Ela era idosa e estava nas últimas. O médico já a havia desenganado e lhe informara quanto à impossibilidade da cura de sua doença. Era só esperar o dia da partida. Apesar de bastante frágil, ela conversava com todos a sua volta. E comunicou a seus próximos que gostaria de realizar algo. Nem que este fosse o último de sua vida. Era um pedido que estava guardado em seu peito há muitos anos: queria comer galinha. Seus familiares se surpreenderam com o pedido, já que a carne de frango nunca faltou em seu cardápio. Mas o que ela queria mesmo era galinha. Daquelas que se criam no quintal e são abatidas para serem servidas no almoço.

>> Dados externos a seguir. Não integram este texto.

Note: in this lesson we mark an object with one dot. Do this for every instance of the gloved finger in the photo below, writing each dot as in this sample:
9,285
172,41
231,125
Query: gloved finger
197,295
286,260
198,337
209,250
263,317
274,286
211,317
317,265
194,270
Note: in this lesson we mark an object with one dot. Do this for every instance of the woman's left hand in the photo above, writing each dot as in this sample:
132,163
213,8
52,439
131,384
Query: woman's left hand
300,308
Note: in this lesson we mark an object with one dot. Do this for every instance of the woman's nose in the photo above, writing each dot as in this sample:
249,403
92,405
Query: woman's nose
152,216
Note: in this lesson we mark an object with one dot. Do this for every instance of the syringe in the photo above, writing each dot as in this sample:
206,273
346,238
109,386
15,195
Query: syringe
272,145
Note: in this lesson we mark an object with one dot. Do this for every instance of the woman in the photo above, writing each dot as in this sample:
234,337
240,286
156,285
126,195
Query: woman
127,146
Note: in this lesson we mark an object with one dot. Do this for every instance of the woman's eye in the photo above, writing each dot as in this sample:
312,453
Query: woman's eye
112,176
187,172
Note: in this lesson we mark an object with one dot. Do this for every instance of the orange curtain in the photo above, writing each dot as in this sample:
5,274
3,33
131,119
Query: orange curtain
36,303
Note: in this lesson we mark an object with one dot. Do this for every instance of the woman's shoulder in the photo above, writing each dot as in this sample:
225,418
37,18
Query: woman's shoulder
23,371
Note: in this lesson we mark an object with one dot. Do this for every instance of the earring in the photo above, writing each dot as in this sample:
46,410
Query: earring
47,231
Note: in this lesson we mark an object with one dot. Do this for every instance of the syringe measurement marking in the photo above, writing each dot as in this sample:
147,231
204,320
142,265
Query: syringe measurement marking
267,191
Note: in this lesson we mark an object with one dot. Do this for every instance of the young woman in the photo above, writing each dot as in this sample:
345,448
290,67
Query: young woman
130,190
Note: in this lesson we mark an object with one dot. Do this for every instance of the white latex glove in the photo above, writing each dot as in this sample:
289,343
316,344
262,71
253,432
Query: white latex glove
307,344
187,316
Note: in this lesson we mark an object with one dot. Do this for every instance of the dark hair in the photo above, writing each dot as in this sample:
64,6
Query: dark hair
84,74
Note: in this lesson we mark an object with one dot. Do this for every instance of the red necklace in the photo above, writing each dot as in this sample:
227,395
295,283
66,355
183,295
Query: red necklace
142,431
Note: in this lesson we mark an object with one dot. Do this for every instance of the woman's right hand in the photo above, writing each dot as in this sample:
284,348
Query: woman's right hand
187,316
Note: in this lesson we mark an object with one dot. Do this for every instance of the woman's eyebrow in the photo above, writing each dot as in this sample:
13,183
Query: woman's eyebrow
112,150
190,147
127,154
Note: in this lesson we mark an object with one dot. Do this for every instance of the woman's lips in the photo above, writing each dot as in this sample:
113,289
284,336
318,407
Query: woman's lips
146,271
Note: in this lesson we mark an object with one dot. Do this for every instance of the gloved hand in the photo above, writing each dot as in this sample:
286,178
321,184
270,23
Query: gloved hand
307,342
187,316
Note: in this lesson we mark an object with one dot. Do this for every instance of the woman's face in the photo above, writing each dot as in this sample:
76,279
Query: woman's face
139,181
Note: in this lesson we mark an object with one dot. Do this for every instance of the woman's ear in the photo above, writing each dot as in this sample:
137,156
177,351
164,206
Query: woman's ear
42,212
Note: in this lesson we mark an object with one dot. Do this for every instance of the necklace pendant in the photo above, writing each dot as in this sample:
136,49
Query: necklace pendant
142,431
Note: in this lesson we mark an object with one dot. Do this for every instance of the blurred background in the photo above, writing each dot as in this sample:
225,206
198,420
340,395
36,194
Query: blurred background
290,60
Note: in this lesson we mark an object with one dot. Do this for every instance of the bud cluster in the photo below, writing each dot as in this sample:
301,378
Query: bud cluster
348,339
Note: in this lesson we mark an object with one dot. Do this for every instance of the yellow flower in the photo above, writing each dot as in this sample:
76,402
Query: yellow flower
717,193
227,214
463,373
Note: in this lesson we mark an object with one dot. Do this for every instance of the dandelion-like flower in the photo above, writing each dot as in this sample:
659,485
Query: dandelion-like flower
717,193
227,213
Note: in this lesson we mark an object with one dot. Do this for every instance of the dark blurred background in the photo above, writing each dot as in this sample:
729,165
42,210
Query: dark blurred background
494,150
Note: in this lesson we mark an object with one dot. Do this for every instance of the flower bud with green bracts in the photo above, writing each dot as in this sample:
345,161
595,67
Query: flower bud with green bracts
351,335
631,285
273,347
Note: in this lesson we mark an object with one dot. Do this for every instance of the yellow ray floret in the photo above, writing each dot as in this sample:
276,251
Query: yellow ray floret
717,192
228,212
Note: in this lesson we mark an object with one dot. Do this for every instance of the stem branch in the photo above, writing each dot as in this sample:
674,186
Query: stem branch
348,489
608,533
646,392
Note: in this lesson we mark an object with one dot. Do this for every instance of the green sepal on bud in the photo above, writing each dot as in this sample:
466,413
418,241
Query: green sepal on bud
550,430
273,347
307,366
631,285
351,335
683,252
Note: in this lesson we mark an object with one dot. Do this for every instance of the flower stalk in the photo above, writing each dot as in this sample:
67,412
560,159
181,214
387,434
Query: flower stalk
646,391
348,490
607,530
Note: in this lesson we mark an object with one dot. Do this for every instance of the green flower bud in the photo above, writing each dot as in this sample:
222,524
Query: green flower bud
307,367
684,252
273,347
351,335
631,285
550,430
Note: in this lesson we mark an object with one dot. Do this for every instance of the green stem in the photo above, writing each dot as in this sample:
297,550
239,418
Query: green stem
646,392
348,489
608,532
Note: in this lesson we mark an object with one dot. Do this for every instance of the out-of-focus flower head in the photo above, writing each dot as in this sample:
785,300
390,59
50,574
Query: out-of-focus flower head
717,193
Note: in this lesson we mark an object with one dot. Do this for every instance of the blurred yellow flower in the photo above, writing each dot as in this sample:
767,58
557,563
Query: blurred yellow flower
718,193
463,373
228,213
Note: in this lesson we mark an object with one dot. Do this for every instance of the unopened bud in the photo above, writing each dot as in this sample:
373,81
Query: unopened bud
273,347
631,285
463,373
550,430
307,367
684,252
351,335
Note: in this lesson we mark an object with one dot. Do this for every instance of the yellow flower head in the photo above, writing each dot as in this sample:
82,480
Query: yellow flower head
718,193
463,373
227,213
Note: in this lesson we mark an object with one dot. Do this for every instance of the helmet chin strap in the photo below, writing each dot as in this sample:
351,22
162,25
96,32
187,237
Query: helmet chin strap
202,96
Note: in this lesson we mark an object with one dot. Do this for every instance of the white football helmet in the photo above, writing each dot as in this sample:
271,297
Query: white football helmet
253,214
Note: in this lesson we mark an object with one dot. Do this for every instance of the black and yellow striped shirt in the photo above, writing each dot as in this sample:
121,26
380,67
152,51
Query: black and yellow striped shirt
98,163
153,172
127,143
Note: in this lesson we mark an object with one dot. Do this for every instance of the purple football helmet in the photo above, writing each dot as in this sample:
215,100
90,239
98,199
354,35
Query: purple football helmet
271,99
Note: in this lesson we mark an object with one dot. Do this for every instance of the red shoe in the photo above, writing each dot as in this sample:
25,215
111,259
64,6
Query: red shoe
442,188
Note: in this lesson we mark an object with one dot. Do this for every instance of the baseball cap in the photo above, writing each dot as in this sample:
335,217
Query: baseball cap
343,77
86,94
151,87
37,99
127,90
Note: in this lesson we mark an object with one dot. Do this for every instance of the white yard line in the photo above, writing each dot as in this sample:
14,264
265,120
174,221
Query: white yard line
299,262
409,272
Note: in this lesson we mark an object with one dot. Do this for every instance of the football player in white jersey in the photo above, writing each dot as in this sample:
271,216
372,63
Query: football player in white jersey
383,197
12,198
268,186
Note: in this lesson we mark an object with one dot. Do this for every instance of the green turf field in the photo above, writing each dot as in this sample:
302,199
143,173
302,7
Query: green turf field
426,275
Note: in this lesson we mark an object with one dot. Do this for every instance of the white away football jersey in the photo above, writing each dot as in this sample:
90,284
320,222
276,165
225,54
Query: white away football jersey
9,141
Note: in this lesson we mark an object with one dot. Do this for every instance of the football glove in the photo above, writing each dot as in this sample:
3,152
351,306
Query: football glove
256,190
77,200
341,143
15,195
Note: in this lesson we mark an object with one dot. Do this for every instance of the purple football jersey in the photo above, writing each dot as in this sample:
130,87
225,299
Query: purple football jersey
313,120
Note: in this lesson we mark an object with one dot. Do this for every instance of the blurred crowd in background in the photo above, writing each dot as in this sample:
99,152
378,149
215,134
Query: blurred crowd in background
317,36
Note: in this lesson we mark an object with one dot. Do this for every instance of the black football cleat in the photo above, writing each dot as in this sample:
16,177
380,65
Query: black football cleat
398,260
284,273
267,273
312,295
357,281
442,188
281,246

Ela foi criada na roça, portanto a galinha de domingo era algo rotineiro em seu passado. Comer galinha seria reviver a época de sua infância, seu contato com seus pais e avós. Era a oportunidade de retornar a um tempo em que a família se reunia em volta da mesa para degustar de uma suculenta galinha caipira. Com o passar dos anos, o hábito se perdeu. Após seu casamento, veio morar na cidade. Vieram os filhos. Depois os netos. As novas gerações não entendem o quanto representa para ela o almoço de domingo. Precisava comer galinha.

Seus filhos providenciaram uma galinha. E se mobilizaram para fazer com que o prato lembrasse fielmente aquele que sua mãe comia quando era criança. Como não sabiam o processo de preparação, contrataram uma equipe de profissionais especializados para cuidar disso. Desde o abate até o banquete em cima da mesa.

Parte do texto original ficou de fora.